# NFAA Pro Chair Ballots are out.



## FV Chuck (Dec 11, 2004)

Hi everyone..

I see that ballots are out and starting to arrive for the Pro Chair Election...

I encourage all of you to stand up and take action by responding and voting. You can mail, fax or e-mail but MariHelen will need to be able to verify you as the owner of the e-mail address. Instructions are in the letter.

Again I would like boldly yet humbly ask for your vote and your support. It is my firm belief that my business experience, my commitment and my skills will suit us better in the long run. 
There is no doubt that I have taken great action and great effort in trying to develop an in depth plan and share it with all of you early on in the process in an open forum with detail and focus. That action and effort will certainly stay at the forefront of my term as your next Pro Chair.
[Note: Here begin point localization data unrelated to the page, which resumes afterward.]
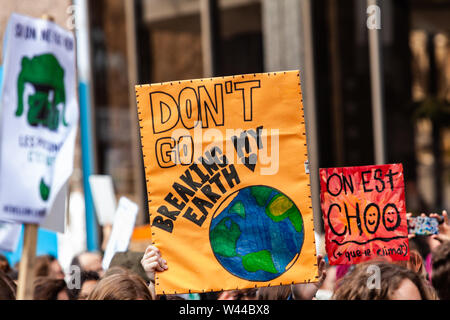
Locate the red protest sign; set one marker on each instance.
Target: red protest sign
(364, 213)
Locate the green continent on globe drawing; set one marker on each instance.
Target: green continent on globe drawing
(223, 239)
(261, 260)
(258, 234)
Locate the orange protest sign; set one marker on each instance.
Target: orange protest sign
(227, 180)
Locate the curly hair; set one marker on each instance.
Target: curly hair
(354, 285)
(46, 288)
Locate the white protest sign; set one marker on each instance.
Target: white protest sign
(122, 230)
(56, 218)
(9, 235)
(102, 190)
(39, 117)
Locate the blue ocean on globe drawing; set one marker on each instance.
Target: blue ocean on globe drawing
(258, 235)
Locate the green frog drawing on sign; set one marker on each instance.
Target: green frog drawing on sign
(46, 76)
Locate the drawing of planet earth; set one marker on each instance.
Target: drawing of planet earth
(257, 233)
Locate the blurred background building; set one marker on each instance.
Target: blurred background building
(147, 41)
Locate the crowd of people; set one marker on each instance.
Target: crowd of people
(131, 276)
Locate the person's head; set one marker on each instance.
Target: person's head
(48, 266)
(87, 282)
(441, 270)
(89, 261)
(121, 286)
(415, 263)
(46, 288)
(273, 293)
(394, 283)
(7, 287)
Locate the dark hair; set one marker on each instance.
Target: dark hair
(84, 276)
(273, 293)
(121, 286)
(42, 265)
(4, 264)
(46, 288)
(7, 287)
(354, 285)
(440, 276)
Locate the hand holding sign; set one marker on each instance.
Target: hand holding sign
(152, 262)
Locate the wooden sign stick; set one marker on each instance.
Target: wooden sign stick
(26, 269)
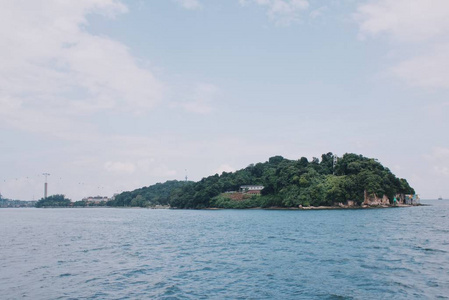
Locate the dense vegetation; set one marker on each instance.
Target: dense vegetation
(288, 183)
(158, 194)
(54, 201)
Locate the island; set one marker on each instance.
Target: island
(350, 181)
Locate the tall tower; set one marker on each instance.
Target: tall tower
(46, 184)
(334, 163)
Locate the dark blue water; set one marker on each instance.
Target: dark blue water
(400, 253)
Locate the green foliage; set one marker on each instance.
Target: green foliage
(288, 183)
(158, 194)
(54, 201)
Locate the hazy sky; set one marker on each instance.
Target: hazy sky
(108, 96)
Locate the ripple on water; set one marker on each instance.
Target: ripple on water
(175, 254)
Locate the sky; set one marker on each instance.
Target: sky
(108, 96)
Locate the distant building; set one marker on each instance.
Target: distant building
(251, 189)
(96, 199)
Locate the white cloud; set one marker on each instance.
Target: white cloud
(117, 166)
(319, 12)
(52, 68)
(412, 25)
(201, 99)
(439, 161)
(430, 70)
(404, 20)
(223, 168)
(190, 4)
(282, 12)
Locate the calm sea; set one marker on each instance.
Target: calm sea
(105, 253)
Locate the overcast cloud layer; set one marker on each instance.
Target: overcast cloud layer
(111, 95)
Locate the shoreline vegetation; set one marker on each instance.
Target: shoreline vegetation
(348, 182)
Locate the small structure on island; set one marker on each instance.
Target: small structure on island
(95, 200)
(251, 189)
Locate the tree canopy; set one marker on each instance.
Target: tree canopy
(287, 183)
(54, 201)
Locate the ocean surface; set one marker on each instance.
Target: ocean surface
(107, 253)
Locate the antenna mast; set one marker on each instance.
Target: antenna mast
(46, 184)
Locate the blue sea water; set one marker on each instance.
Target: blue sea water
(105, 253)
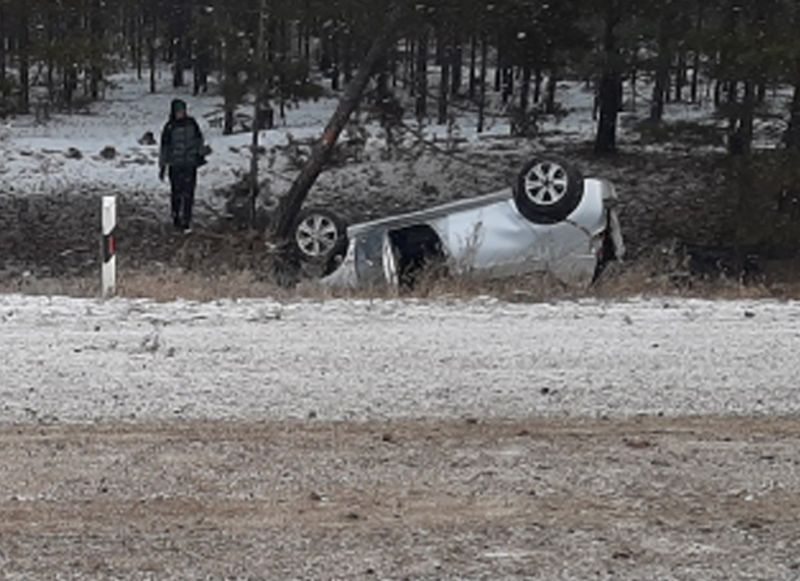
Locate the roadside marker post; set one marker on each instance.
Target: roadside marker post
(109, 246)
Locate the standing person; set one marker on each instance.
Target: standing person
(182, 152)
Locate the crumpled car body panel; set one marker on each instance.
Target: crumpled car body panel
(487, 237)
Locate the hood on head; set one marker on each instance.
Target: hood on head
(177, 105)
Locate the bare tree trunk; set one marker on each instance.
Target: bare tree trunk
(680, 76)
(525, 93)
(482, 83)
(444, 84)
(257, 100)
(552, 86)
(422, 74)
(473, 58)
(96, 32)
(291, 204)
(3, 17)
(456, 64)
(151, 51)
(609, 97)
(24, 59)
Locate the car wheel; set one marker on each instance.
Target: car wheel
(319, 236)
(548, 190)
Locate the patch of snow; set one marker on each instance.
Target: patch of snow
(71, 360)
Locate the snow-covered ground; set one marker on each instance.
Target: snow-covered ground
(33, 157)
(82, 360)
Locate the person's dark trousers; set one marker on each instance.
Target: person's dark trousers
(183, 181)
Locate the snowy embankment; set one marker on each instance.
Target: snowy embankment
(82, 360)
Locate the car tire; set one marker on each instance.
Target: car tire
(548, 190)
(319, 237)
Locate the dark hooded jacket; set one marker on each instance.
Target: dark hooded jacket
(181, 141)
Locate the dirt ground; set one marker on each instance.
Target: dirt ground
(646, 498)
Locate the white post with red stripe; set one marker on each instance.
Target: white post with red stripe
(109, 272)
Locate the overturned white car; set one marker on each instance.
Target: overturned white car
(552, 221)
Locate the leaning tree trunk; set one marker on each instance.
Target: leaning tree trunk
(24, 59)
(444, 83)
(291, 204)
(422, 74)
(606, 140)
(482, 84)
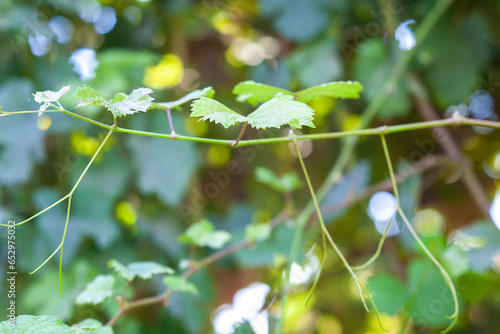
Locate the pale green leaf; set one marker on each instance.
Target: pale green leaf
(88, 96)
(282, 110)
(255, 93)
(203, 234)
(338, 89)
(138, 100)
(144, 270)
(97, 291)
(195, 94)
(91, 326)
(258, 232)
(180, 284)
(30, 324)
(216, 112)
(284, 183)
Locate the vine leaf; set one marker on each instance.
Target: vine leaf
(91, 326)
(48, 96)
(180, 284)
(97, 291)
(30, 324)
(88, 96)
(338, 89)
(282, 110)
(284, 183)
(144, 270)
(215, 111)
(194, 95)
(255, 93)
(203, 234)
(138, 100)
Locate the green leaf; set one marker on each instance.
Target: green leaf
(179, 284)
(338, 89)
(203, 234)
(91, 326)
(48, 96)
(216, 112)
(144, 270)
(88, 96)
(258, 232)
(285, 183)
(282, 110)
(30, 324)
(195, 94)
(255, 93)
(97, 290)
(138, 100)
You can count on being part of the process and the success.

I will be a great advocate for you and the NFAA Professional Division with nothing but success in mind.

Thanks again and please be sure to check your mailboxes for your ballot and please vote.

See you on the line (in Redding!)

Chuck


----------



## deadx (Aug 6, 2002)

I voted by e-mail.


----------



## blueglide1 (Jun 29, 2006)

deadx said:


> I voted by e-mail.


Steve you are so advanced compared to me,I went snail mail.LOL


----------



## deadx (Aug 6, 2002)

Yeah Don but you are much better looking than me so it evens out!


----------



## blueglide1 (Jun 29, 2006)

deadx said:


> Yeah Don but you are much better looking than me so it evens out!


LOL thats funny right there,me better looking,LMAO I think you still have the upper hand on that one!


----------



## deadx (Aug 6, 2002)

Ok buddy but only because you said so!


----------